Hello out there.
I was wondering if there is a simple way using R to calculate the coverage of a protein when you have a list of peptides from it and its initial sequence.
For example let's say that we have this protein sequence taken from uniprot:
MAFSAEDVLKEYDRRRRMEALLLSLYYPNDRKLLDYKEWSPPRVQVECPKAPVEWNNPPS
EKGLIVGHFSGIKYKGEKAQASEVDVNKMCCWVSKFKDAMRRYQGIQTCKIPGKVLSDLD
AKIKAYNLTVEGVEGFVRYSRVTKQHVAAFLKELRHSKQYENVNLIHYILTDKRVDIQHL
EKDLVKDFKALVESAHRMRQGHMINVKYILYQLLKKHGHGPDGPDILTVKTGSKGVLYDD
SFRKIYTDLGWKFTPL
and we have a list of some of its peptides that may or may not overlap one an other.

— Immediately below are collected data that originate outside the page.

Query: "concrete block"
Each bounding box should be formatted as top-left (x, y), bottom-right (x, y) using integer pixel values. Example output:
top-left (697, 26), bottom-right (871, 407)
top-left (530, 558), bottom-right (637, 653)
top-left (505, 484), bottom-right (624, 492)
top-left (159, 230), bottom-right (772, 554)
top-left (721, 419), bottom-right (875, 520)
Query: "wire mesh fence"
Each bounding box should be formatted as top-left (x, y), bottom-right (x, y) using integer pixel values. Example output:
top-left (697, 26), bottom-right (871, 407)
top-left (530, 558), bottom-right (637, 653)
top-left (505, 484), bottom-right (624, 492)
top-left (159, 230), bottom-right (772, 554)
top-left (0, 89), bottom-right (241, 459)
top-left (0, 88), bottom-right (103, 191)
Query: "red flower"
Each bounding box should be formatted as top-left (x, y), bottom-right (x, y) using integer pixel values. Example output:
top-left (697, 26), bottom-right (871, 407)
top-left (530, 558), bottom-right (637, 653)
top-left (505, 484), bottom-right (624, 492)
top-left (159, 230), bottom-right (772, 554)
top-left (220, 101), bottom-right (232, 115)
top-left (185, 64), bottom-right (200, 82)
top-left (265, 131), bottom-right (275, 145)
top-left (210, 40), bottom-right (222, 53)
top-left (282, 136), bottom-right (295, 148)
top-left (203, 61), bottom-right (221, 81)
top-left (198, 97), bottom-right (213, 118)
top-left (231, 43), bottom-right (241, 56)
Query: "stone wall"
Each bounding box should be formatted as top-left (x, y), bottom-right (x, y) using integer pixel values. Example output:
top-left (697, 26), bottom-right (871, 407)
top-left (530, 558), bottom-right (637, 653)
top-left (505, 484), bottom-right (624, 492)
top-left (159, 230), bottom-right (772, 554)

pepts = c("DRRRRMEALLLSLY", "YPNDRKLL", "DYKEWSPPRVQVECPKAPVEWNNPPS
EKGLIVGHFSGIKYKGEKAQA", "SEVDVNK", "MCCWVSKFKDAMRRYQGIQ", "TCKIPGK", "VLSDLD
AKIKAYNLTVEGVEGFVRYSRVTK", "DRRRRMEALLLSLYYPNDRKLL" , "SEVDVNKMCCWVSKFK")
Can we somehow to calculate the coverage ?
Thank you.
While this is not a R solution, have you thought of doing multiple-sequence alignment?
I tried clustal omega but I don't know how to get its results inside R and also it doesn't seem to return a percentage of coverage.
Not my field of work, however I found 2 solutions looking in google. Not tested my end. Try and see if it fits yours.
For MS data : isobar R package does the work, check the pdf
I also found this tool Protein Coverage Summarizer but it's not an R package
Thank you but none of them seem to can help me.